Species of rabbitfish

Siganus insomnis, the bronze-lined spinefoot, is a species of marine ray-finned fish, a rabbitfish belonging to the family Siganidae. It is found in the northern central Indian Ocean. It had formerly been confused with S. lineatus, but was recognized as a separate species in 2014.

==Taxonomy==
Siganus insomnis was first formally described in 2014 by David J. Woodland and R. Charles Anderson with the type locality given as Addu Atoll, Feydhoo Island in the Maldives. The populations of spinefoots similar to Siganus lineatus in the waters off the Maldives, southern India and Sri Lanka had been considered to be conspecific with S. lineatus but differences in the colour and pattern as well as genetic differences showed that this was a valid, allopatric species. The specific name insomnis means "sleepless", a reference to its preference for nocturnal feeding.

==Description==
Siganus insomnis is a deep-bodied species of rabbitfish which is told apart from other rabbitfishes by having the flanks (apart from possibly the belly and a narrow strip along the base of the spiny part of the dorsal fin) marked with horizontal, parallel bronze coloured lines which extend the whole length of the flank from the nape and gill slit to underneath the large yellow spot below the base of the soft rayed part of the dorsal fin. Most of these lines on the flanks are uninterrupted for the whole of their length. There may be a row of bronze spots along the base of the spiny part of the dorsal fin. Like all rabbitfish, this species has 13 spines and 10 soft rays in the dorsal fin while the anal fin has 7 spines and 9 soft rays. In small juveniles the caudal fin is emarginate but as the fish grows it becomes more forked. This species attains a maximum total length of 35 cm.

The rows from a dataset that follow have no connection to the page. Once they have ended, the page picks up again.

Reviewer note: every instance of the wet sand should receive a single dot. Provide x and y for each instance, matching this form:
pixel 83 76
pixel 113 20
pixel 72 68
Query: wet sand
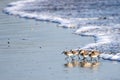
pixel 31 50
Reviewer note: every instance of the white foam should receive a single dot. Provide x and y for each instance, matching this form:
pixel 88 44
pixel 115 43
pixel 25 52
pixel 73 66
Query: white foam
pixel 103 26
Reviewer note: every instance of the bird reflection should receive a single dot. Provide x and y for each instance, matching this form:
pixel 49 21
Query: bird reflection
pixel 83 64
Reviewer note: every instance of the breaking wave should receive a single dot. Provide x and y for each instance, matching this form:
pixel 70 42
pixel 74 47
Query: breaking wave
pixel 97 18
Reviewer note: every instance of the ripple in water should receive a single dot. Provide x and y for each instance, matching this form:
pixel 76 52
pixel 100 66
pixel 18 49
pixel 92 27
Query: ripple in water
pixel 97 18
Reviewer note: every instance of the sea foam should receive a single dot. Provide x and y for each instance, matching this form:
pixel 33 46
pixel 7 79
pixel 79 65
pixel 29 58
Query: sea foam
pixel 97 18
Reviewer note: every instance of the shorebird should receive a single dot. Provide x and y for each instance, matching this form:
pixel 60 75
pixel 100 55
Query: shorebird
pixel 85 64
pixel 94 55
pixel 84 54
pixel 75 53
pixel 69 54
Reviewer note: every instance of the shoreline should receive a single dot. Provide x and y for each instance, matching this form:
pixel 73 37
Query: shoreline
pixel 34 52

==Distribution and habitat==
Siganus insomnis is found in the northern central Indian Ocean in the Maldives, southern India and Sri Lanka. Adults are normally found on coral or sandstone reefs, as well as beds of sea grass. The juveniles live in large estuaries. Estuaries are important habitats for the younger fishes who move onto reefs when they mature.

==Biology==
Siganus insomnis lives in schools as adults. They are largely herbivores that scrape algae from rock and coral substrates as well as browsing on seaweeds and sea grasses. It likely also eats small amounts of animal matter. Analyses of intestinal contents of specimens with standard lengths between 2 and 27 cm collected from lagoons and coastal areas of Sri Lanka showed they had consumed diatoms, green, blue-green, red and brown algae and a seagrass. This species appears to prefer feeding at night, and was apparently mostly inactive in the day.

==Fisheries==
Siganus insomnis is fished for using gillnets and hand line in the Maldives and is also spearfished at night. It is also part of a major fishery in Sri Lanka.